The sound of this particular recording is capacious, yet close. I overhear their shared and mutually shaped space, as notes seem to bounce and scatter along the walls of The Vortex on an empty afternoon. I find myself proximately immersed in their interchange, amid stream, virtually part of it. The music of Peter Urpeth and Maggie Nicols remains warmly open and consistently welcoming: an invitation. The poignant release that the closing minutes of the second piece enacts, as they let go of each other and as their lines come apart and dissolve into ambient sound—the voices of children playing outside the club, an outer world that has been present throughout the recording—offers a deeply moving enactment of what their music accomplishes, here: a lyricism of possibility, an open-hearted grace.





05 March 2019

Song for Song For (Elegy for Joseph Jarman, 1937-2019)
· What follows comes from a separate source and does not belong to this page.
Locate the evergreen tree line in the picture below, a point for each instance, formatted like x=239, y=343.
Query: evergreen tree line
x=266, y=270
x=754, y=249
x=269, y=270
I'm a good few weeks late with this, which was written soon after Joseph Jarman's passing in early January.  I haven't been keeping up with the blogging for at least a year now; things should change soon. In any case, this is for Joseph Jarman out of deep respect for what I believe his music and his poetry have taught me. And how his work has taught me more about how to listen.


Song for Song For
(Joseph Jarman, 1937-2019)

whoever heard about a better way to dance, then did;
whoever sensed life soon enough gets over with itself;
whoever got called to call out hardline America;
whoever learned to ghost-finger an alto’s sacred glyph,

a baritone’s raw mark-up language, a tenor’s thick throat;
whoever showed righteous moxy in situations when
righteous moxy was not exactly needed; whoever 
testified to the unkempt scurf of little instruments;

whoever understood the fraught, feral imperatives
of compassion; whomever good gumption never let go;
whoever decided on fiercely striated face paint
most gigs, most nights; whoever chased “uncharted microtones”;

whoever caught nothing shy of the heft of complete light; 
whoever said, “I seek new sounds / because new sounds / seek 
                                                                                                     me.”